Many of the same challenges that apply to analytics applications “apply to AI and machine learning as well,” Pasqua agreed. “One challenge that many organizations don’t face up to—until it is too late—is data governance. Where did this data come from? Does it contain private information? Under what agreement was it captured? Who is allowed to see it and for what purpose? Businesses can amass and prepare all the data they want, but unless they can answer questions like these, they can’t be comfortable using the data for AI.”
Legacy Issues
To date, “most of the stuff out there right now is incredibly data-hungry and relies exclusively on correlations and not heuristics,” said Medina, who also noted that because ML is correlation-based, it needs enormous amounts of clean, labeled data to be trained. “So the problem is not only the quantity of the data but also the quality of the data. Most data collection systems like CRM are not built for this—the data is incomplete, or nonsensical. For instance, if you changed how you sell or track your sales performance from last year to this year, all of a sudden you lost the ability to compare year-to-year trends because last year’s data is stored in a completely different way than this year’s and the effort to map it to get a clean labeled source is not worth it. This exorbitant data requirement is what is holding machine learning back.”

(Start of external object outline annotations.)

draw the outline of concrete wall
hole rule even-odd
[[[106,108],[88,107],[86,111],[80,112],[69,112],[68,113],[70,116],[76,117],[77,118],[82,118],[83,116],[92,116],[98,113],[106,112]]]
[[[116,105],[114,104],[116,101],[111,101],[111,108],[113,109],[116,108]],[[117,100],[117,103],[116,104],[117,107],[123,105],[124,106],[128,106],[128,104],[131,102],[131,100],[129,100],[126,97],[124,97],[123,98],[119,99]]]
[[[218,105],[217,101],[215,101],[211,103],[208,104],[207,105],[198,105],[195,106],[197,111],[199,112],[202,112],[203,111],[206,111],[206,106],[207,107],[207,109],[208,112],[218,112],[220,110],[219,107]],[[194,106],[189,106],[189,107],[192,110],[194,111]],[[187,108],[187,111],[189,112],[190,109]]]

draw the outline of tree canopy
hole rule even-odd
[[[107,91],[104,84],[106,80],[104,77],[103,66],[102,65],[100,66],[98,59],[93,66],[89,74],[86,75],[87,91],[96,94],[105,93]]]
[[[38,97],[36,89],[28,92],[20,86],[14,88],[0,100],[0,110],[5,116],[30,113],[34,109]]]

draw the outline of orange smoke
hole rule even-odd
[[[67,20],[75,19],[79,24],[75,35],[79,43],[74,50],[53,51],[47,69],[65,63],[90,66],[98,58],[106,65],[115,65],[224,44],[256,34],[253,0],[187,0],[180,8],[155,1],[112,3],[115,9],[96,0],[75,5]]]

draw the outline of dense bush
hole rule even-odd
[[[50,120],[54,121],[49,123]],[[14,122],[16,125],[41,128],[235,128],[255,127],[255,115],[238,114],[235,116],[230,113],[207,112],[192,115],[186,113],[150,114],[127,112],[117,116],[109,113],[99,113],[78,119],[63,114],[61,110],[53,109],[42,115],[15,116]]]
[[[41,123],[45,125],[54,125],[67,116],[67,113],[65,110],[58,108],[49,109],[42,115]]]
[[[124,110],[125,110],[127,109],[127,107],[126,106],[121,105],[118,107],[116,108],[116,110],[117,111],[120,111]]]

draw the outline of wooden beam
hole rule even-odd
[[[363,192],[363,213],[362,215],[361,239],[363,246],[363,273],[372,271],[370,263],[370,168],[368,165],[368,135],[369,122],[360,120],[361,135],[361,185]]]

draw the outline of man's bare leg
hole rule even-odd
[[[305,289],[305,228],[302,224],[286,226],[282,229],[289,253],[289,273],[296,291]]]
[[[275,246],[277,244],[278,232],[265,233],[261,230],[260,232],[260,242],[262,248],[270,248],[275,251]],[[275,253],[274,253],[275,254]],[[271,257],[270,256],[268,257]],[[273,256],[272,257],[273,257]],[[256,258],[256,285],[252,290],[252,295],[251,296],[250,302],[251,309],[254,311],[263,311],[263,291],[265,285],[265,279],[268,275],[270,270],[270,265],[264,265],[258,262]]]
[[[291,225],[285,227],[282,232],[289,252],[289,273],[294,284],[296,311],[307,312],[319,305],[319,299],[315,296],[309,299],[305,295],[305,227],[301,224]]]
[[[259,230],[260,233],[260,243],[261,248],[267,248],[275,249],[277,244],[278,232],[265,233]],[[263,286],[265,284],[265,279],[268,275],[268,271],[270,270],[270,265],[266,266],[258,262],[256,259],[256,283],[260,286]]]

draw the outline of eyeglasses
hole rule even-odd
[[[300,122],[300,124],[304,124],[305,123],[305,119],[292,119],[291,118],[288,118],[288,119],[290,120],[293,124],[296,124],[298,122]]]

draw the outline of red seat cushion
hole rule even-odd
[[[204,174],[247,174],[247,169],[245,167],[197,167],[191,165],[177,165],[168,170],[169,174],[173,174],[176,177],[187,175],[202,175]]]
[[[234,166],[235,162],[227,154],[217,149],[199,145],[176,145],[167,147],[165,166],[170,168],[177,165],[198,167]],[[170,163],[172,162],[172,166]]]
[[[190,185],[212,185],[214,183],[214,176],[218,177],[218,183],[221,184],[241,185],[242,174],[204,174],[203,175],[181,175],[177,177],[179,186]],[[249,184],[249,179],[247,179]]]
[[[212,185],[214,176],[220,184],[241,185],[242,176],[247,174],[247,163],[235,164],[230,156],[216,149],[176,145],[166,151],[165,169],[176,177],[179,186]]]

The challenge of preparing back-end data resources to support cognitive computing initiatives may be the single greatest factor that hinders progress, some observers warn. “Data scientists spend up to 70% of their time on data collection and preparation, rather than building and deploying predictive models,” said Jeff Healey, senior director of product marketing, Vertica, Micro Focus. “While the need for data preparation for model-building would probably remain, having analytic platforms in place that support this critical step of data cleaning and preparation helps to shorten the predictive analytics lifecycle. Additionally, many data science and business analyst teams are being challenged to prove the value of their work in order to secure the time and resources needed to develop and operationalize ML-driven applications. Multiple data sources and different open source systems that require considerable maintenance and resources further complicates the time to value equation.”

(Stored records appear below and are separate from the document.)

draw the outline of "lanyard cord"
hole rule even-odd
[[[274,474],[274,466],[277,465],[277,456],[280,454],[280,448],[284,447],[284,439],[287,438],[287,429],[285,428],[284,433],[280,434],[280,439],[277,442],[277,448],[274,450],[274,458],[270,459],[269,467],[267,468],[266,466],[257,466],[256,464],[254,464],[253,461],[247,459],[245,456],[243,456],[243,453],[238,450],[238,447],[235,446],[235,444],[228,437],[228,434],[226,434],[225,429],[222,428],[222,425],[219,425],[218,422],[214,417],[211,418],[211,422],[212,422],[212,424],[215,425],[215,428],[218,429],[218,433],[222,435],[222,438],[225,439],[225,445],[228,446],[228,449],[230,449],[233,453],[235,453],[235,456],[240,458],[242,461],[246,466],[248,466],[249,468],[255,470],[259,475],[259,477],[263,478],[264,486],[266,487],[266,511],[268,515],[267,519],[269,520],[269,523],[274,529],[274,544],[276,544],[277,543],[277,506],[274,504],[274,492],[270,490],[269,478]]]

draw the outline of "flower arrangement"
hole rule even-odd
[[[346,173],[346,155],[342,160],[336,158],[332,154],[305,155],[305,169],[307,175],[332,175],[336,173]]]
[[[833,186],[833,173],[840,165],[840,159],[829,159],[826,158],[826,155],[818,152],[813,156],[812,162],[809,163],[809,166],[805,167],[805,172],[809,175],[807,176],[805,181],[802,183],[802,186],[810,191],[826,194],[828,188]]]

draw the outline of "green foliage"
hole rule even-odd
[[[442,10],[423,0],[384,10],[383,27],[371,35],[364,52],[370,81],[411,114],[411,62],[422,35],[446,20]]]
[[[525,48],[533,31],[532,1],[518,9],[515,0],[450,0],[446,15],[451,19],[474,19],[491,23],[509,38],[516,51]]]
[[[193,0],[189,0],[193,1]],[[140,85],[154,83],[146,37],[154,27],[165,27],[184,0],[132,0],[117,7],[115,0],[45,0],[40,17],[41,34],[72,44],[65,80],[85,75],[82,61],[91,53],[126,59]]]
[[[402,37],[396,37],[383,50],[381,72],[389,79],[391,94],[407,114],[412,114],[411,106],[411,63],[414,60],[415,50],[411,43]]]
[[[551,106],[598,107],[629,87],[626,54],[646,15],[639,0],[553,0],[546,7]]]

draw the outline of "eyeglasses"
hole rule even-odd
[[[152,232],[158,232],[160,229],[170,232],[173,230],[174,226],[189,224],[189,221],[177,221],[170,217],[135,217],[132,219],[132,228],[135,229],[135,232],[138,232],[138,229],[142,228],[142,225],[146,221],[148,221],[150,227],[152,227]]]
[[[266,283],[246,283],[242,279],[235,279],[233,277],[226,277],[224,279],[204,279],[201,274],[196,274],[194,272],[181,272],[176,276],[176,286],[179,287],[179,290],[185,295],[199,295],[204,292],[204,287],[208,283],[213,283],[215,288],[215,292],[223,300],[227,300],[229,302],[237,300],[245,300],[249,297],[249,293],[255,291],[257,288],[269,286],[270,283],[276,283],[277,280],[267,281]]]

The ability to apply the same processes and business questions against all forms of data—structured and unstructured—will move cognitive computing approaches more thoroughly into the mainstream. Standardized data that takes into account all variables associated with the observation will result in the best dataset, said Geoff Tudor, VP and GM of cloud data services at Panzura. “For instance, if you are trying to build a model based on customer satisfaction, you should have a standard way of determining what ‘satisfied’ or ‘highly satisfied’ means across your sample set.”